A country music aficionado, fiddler and banker, Jim Stewart somehow became the unlikely incubator of Southern soul music.
Stewart was the founder of Memphis, Tennessee’s Satellite Records. That might not ring bells, but when a California label of the same name sued, Stewart changed his company’s name to Stax, a label that would come to define the R&B sound of the South in the ’60s and early ’70s.
Like Motown, its contemporary soul-music competitor in Detroit, Stax was a self-contained unit with a stable of songwriters, a house band, and its own, unique sounding studio. Stewart built the label by investing in the amazing, racially integrated core of musicians, producers and executives with which he surrounded himself, and by turning that racially integrated core into a strength in the heart of a racially divided city.
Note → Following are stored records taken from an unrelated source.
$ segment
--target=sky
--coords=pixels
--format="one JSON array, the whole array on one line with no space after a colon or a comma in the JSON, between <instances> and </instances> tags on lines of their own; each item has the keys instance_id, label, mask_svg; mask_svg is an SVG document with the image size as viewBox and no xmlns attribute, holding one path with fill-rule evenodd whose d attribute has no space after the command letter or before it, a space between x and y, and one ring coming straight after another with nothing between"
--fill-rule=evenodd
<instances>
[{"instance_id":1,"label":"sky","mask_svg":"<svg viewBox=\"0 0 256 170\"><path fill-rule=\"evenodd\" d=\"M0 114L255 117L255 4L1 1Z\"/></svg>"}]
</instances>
Stewart initially launched Satellite in 1957 to record country and rockabilly sides. Soon, he was introduced to R&B by staff producer Chips Moman, who would later go on to found American Sound Studios and produce hits with Elvis Presley. Stewart said discovering Black music was “like a blind man who suddenly gained his sight.” From that point on, nearly all of Stax’s output was R&B, including major hits from its remarkable stable of artists, from Booker T. & the M.G.’s and Carla and Rufus Thomas, to Otis Redding, Sam & Dave, the Staples Singers, the Dramatics and others. The label’s unique studio, a converted theater with its original sloped floor that gave recordings a thick, bass-heavy sound, helped create the gritty sound of Southern R&B.
Along the way, Stewart cultivated a legendary team, many of whom have been recognized by Recording Academy Lifetime Achievement or Trustees Awards themselves. Perhaps most notable was his sister and early investor Estelle Axton, a key figure in the company’s success. As the proprietor of the record shop attached to Stax’s studio, her love of music and interaction with the community of young music fans led to the discovery of nascent talent and kept the label’s finger on the pulse of the market. In addition, there was interracial house band Booker T. & the M.G.’s (primarily Booker T. Jones, Steve Cropper, Donald "Duck " Dunn, Lewie Steinberg, and Al Jackson Jr. Cropper would serve as a primary A&R man and songwriter); house writers Isaac Hayes and David Porter; the Memphis Horns (Wayne Jackson and Andrew Love); Al Bell, who would later head the Motown Records Group; and, of course, Moman.
Like many small labels, Stax was obliged to turn to larger companies for distribution. It found a home in the early ’60s with the like-minded Atlantic Records, but when Atlantic was sold to Warner Brothers in the late ’60s, it began a cascade of financial issues that Stax ultimately couldn’t surmount. But by then, the legacy of this label that changed soul music, and the man who launched it, was firmly set.